Talk within the Colloquium GIScience on
An Attempt to Use InSAR Methods to Detect Vertical Movements in Arctic Permafrost Regions
by Inga May, Alfred-Wegener Institute (AWI) Potsdam
Wednesday, 23.07.2014, 11:15-12:00h, Hörsaal Geogr. Institut, Berliner Str. 48
As permafrost is a subsurface phenomenon, and not directly visible from space, surface features, representing the permafrost situation underneath, have to be identified. Therefore a variety of ground-truth measurement is required to interpret the satellite images and to assess potential changes in the permafrost.

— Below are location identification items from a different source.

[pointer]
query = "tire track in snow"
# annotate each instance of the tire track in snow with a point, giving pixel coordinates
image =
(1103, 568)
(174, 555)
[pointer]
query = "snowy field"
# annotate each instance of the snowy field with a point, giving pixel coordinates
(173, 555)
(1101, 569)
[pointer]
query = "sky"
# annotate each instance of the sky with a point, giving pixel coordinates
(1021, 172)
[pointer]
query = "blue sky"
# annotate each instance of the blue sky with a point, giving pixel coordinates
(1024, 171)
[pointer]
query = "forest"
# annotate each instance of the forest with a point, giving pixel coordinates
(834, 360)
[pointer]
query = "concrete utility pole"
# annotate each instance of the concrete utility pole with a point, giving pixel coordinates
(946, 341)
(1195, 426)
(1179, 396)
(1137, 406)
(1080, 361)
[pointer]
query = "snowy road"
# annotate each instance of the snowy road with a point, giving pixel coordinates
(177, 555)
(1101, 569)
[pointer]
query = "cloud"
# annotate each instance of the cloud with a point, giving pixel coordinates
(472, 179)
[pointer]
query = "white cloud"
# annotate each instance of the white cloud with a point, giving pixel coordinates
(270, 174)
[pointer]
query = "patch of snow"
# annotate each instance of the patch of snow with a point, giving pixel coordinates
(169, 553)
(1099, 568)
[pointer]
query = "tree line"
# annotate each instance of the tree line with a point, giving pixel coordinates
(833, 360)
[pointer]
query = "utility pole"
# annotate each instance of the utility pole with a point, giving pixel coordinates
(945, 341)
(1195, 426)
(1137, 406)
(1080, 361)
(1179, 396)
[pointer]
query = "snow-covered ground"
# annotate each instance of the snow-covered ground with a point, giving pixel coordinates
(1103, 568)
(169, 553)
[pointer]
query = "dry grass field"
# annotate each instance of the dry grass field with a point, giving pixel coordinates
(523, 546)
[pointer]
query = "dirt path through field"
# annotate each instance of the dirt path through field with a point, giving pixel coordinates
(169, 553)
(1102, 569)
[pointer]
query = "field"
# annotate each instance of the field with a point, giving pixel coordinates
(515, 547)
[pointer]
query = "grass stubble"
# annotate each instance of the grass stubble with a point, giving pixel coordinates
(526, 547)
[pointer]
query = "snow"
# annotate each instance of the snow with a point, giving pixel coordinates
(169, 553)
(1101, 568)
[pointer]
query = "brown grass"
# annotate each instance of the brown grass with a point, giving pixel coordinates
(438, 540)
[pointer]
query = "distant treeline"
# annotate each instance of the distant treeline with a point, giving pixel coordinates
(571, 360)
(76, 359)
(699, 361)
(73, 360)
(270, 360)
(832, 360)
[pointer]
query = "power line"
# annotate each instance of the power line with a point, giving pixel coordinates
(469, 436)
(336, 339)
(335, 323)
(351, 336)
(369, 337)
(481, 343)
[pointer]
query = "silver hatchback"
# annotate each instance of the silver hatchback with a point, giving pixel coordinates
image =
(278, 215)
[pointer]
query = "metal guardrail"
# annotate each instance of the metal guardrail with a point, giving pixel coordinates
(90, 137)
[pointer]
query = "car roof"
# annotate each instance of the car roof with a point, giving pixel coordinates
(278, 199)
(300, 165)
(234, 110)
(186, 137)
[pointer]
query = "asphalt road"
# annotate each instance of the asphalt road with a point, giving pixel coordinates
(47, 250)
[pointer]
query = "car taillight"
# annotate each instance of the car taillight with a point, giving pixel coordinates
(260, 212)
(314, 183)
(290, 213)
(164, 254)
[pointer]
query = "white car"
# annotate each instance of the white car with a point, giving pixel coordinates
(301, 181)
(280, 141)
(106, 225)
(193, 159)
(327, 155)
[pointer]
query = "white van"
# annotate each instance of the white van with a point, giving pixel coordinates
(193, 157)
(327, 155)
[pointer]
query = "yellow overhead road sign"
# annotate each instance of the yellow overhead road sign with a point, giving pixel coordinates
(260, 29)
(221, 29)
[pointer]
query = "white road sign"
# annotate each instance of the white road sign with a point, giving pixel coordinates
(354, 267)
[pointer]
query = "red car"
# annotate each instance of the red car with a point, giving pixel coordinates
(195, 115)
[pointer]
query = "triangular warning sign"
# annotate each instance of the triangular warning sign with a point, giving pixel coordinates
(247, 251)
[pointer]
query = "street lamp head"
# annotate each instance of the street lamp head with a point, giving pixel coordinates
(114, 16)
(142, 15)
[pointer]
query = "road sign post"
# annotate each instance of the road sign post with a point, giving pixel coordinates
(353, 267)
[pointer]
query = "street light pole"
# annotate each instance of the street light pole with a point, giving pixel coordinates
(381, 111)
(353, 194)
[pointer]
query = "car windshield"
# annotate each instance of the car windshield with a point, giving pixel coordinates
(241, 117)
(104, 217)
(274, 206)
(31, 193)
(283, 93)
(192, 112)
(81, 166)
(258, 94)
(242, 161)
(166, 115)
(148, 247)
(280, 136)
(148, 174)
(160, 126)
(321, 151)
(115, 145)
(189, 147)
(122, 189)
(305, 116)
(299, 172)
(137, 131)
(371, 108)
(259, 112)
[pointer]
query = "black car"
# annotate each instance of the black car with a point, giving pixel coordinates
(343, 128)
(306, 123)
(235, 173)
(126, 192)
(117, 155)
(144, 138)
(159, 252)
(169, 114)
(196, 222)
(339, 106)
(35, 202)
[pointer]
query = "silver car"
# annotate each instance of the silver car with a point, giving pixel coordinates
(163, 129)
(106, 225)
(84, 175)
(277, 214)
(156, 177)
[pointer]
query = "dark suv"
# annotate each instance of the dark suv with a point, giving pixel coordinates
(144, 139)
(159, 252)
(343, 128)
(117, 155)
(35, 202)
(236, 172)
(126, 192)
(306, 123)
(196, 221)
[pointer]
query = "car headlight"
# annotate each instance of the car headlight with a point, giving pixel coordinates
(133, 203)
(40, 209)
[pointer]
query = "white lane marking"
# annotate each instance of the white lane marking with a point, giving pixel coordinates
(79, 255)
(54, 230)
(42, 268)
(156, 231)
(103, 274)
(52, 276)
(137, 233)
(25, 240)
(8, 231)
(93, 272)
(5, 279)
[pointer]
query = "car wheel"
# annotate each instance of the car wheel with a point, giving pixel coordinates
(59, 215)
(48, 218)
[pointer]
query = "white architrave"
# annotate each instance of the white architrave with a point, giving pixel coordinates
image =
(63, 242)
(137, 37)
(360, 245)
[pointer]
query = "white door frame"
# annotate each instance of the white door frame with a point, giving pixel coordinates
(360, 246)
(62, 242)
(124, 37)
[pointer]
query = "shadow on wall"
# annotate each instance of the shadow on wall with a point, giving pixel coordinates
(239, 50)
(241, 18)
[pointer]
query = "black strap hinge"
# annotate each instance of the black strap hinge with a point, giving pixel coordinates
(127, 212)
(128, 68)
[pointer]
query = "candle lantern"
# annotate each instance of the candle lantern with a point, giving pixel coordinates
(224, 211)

One common approach is the analysis of optical imagery at different scales, taking into account changes in the vegetation, snow cover, and geomorphological units such as thermokarst ponds and frost mounds. A rather new method is the use of InSAR methods to detect frost-heave or subsidence caused by thawing. InSAR has been applied in Polar Regions to identify horizontal displacements of e.g. glaciers, but vertical movements have not been studied before. For her PhD thesis Inga explored the possibilities to use TerraSAR-X data to generate differential interferograms that could provide information about such changes in the relief. High precise GPS records served as reference. The study revealed that due to the many factors influencing the radar signal, it is very complicated to get adequate results, and the outcomes have to be taken with care. However some interesting results showing frost-heave in winter and subsidence during the summer months could be achieved.
Dr. Inga May studied Physical Geography at the University of Munich, got his PhD in polar research and works today as postdoc at the Alfred-Wegener Institute in Potsdam. Her research focus is mainly on studying to which extend optical and radar satellite data is feasible to detect permafrost dynamics in high latitudes.